[MRG+1] Ensure delegated ducktyping in MetaEstimators #2854

jnothman · 2014-02-12T10:02:00Z

Supersedes #2019 to fix #1805, with a more readable (?) reimplementation, and an extension of the test to fix #2853.

This patch ensures that:

GridSearchCV
RandomizedSearchCV
Pipeline
RFE and
RFECV

have hasattr(metaest, method) == True iff the sub-estimator does for the set of standard methods:

inverse_transform
transform
predict
predict_proba
predict_log_proba
decision_function
score

(with some exceptions where delegation doesn't apply).

To fix #2853, hasattr must be True before the metaestimator is fit, and if the delegating method is called before fit, an exception will be raised, as with other un-fit estimators.

Some alternatives are posed here and below:

(A) custom descriptor as in this PR (https://github.com/scikit-learn/scikit-learn/pull/2854/files#diff-589a953cf2ee991da252f7da86c1e5b9R176)
(B) property with access and nested function ([MRG+1] Ensure delegated ducktyping in MetaEstimators #2854 (comment))
(C) property with if hasattr and nested function ([MRG+1] Ensure delegated ducktyping in MetaEstimators #2854 (comment))

coveralls · 2014-02-12T10:11:23Z

Coverage remained the same when pulling 81096ef on jnothman:meta-ducktyping-new into 998a57a on scikit-learn:master.

agramfort · 2014-02-13T16:14:49Z

isn't there simple and stupid solution to this problem? meta-ducktyping and decorators are a huge code complexity overhead.

jnothman · 2014-02-13T20:40:43Z

Yes: don't use hasattr, and specify capabilities some more explicit way,
with a method to list capabilities, or an __instancecheck__.

On 14 February 2014 03:14, Alexandre Gramfort notifications@github.comwrote:

isn't there simple and stupid solution to this problem? meta-ducktyping
and decorators are a huge code complexity overhead.

Reply to this email directly or view it on GitHubhttps://github.com//pull/2854#issuecomment-34994426
.

jnothman · 2014-02-13T20:50:53Z

And it's possible to implement without a custom descriptor, just using @property as I did in #2019. I thought giving it a name, as I've done here, and allowing the methods to be implemented as methods (not getters), documented the code better.

A final alternative that avoids decorators is implementing __hasattribute__ but I think that's worst of all.

agramfort · 2014-02-14T17:15:53Z

I would not have expected that the GridSearch I initially wrote in 2010 would become such as beast (monster?).

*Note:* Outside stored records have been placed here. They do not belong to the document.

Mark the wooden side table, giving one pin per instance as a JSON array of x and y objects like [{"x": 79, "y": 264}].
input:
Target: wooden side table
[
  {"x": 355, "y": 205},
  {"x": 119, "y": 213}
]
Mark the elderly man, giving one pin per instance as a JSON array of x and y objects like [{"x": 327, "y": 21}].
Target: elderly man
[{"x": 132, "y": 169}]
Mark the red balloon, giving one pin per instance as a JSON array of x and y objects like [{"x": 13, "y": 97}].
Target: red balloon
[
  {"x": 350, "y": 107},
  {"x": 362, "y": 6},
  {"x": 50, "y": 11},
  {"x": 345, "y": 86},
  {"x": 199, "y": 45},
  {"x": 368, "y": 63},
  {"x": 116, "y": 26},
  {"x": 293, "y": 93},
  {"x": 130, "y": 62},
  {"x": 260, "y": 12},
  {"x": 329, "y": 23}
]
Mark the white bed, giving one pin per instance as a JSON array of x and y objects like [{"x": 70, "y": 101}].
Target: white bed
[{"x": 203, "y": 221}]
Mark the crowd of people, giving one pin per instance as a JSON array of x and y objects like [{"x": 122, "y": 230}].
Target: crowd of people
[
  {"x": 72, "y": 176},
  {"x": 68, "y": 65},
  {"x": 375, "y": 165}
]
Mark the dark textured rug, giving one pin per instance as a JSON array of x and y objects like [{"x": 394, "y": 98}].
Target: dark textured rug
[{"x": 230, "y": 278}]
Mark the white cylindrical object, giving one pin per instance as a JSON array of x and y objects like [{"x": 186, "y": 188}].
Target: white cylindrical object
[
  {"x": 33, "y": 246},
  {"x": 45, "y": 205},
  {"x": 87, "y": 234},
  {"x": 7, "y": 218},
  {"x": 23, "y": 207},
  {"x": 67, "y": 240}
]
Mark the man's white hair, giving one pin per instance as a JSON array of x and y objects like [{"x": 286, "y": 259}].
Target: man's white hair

I am really -1 on this PR. There must be a simple solution. Why is using hasattr so bad for you?

GaelVaroquaux · 2014-02-14T17:19:48Z

I would not have expected that the GridSearch I initially wrote in 2010 would
become such as beast (monster?).

It's really too big. It's a problem. The code is hard to follow and bugs
keep poping up.

I think that their is a general problem of scope and organization in the
model selection and grid search code. It is growing organically and it is
going to collapse under its own weight.

jnothman · 2014-02-15T10:16:55Z

Why is using hasattr so bad for you?

hasattr only works with this sort of patch, sorry to say. Hasattr is all fine when the functional attributes of a class do not change depending on its instance. See #1805.

The code is hard to follow and bugs keep poping up.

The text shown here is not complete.